チャイムを押すと、桔乃が笑顔で出てきた。

「おはよう!颯太!」

「うん!おはよ!」

この声を聞くだけで落ち着いた気持ちになる。不思議な感じだ。

「今日は散歩とかあんまできないね、雨だから」

「まあそうだね」

「家、入りな、風邪ひいちゃうかもだからさ」

「、、いいの」

「全然いいよ!」

「じゃあお邪魔します、、」

家の中はすごい家具とかいろいろ整っていて落ち着いた雰囲気だった。リビングからは手入れされた綺麗な庭が見える。

「お茶どうぞ」

「わざわざありがと」

「大丈夫だよー」

桔乃がぼくと反対側に座ってから

「今日はなんの話しするのー?」

と聞いてきた。

今日する話は、寝る少し前に決めた。

「恋バナ、してみない、」

なんかすごい恥ずかしくなる。
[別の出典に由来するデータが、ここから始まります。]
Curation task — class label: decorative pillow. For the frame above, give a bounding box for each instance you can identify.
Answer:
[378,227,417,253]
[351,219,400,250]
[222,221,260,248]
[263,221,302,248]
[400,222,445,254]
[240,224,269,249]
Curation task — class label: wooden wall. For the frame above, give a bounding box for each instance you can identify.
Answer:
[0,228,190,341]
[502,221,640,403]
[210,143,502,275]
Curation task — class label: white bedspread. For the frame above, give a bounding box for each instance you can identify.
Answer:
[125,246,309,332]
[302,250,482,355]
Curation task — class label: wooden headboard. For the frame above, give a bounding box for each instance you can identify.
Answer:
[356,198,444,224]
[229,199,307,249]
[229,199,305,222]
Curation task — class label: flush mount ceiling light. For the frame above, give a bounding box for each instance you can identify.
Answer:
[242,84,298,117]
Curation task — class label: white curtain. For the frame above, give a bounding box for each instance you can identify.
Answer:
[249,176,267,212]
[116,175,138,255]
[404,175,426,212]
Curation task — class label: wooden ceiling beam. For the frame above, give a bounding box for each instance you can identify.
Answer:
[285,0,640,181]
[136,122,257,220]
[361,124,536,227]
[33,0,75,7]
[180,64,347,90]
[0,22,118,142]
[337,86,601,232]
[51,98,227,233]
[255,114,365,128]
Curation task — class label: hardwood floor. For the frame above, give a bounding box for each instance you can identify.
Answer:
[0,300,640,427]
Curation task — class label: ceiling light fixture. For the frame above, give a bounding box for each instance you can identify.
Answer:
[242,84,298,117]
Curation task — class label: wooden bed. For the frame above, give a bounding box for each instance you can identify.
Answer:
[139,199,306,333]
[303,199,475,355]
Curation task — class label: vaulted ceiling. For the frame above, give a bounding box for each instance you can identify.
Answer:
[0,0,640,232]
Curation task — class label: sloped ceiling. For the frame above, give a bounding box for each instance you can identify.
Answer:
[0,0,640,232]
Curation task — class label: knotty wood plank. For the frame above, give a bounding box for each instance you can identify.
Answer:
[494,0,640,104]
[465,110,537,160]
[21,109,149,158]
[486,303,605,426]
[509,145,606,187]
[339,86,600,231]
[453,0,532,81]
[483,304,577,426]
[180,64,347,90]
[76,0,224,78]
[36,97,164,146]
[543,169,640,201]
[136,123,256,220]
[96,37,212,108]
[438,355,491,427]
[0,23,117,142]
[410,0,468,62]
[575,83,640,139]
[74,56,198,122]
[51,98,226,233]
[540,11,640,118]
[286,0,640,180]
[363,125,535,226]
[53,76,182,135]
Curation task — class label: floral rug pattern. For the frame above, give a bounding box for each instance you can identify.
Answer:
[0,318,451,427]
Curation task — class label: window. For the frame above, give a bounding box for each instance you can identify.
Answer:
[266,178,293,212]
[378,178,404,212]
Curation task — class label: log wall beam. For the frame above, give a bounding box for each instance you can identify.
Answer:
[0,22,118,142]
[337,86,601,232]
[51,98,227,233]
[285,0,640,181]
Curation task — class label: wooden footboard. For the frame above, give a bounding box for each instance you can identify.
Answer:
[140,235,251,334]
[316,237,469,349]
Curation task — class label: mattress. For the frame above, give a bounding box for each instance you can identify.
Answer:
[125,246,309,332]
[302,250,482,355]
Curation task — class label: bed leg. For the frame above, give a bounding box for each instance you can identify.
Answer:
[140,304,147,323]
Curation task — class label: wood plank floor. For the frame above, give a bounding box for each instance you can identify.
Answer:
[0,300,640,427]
桔乃は驚いた顔をしてから、

「いいよ!しようよ!」

と乗ってきた。

「急にそんな話切り出すなんて、もしかして好きな人でもできたのかー?」

「ちがう!ぼくの友達の話だよ、そいつ好きな人がいるらしいから」

「なんだー、颯太のじゃないんだ」

桔乃はなんだか少しだけ寂しそうな表情をした。

「けど気になる人くらいいるんじゃない?」

「いない、ぼくは恋愛しないから」

そう言った瞬間、なんだか心がモヤっとした。なんでかはわからないけど、、

そのあと陽介の恋のお話をした。なんか意外と盛り上がって楽しかった。

「それでー、颯太はー?」

「だからいないって」

「えー、こんな人になりたいっていう人は?」

「っ、、、」

言葉に詰まる。そういう人はいる。僕の目の前にいる。笑顔が素敵で優しい人。けどこんなこと絶対言えない。言えない。そっと彼女の方を見る。

彼女は真っ直ぐな眼差しで見ている。それを見てぼくはまあそれくらいならいいかと思った。そして口を開く。

「、、、、、、」



目を開けると真っ暗だった。夢、だったのか。

そう思って体を起こそうとすると、、

「いっっ、、、、」

激痛が走った。感じたことのない。頑張って体を起こした。けど、その頑張った先には変な光景が広がっていた。

「誰か、、倒れてる、?誰だ?」

その人を認識するのに1秒もかからなかった、、

「桔、、乃、?」

そう気づいた瞬間、ぼくは痛みを忘れて桔乃の元へ近寄った。

「桔乃!大丈夫か!返事しろ!」

声をかけても目を覚ます様子は見られない。

意味がわからない。なんで現実世界に桔乃がいるんだ。なぜ倒れている。なぜこんなにも土砂みたいなのが、、土砂?雨?

違う、ここは異世界のままだ、、

その瞬間、ぼくは理解した。

キッチンの方に目をやると、、

黒いものが流れてきていた。

すぐに桔乃の家の電話を探す。

「1、1、9、、、プルルル、、」

早く繋がれ!早くしろ!

「はい、消防司令センターです。火、、、」

「救急です!早く!」

「分かりました。場所は?」

「、、、だ!早くしろ!お願いだ!」

「分かりました。救急車を出動させ、、」

ぼくは電話を切った。そしてすぐに学校で習った心肺蘇生をする。

なんで、なんで、なんでこんなことになるんだ、

酷すぎる、ひどい、、気づくと泣きながらぼくはただただ静かな部屋で、薄暗い部屋で救急車を待った。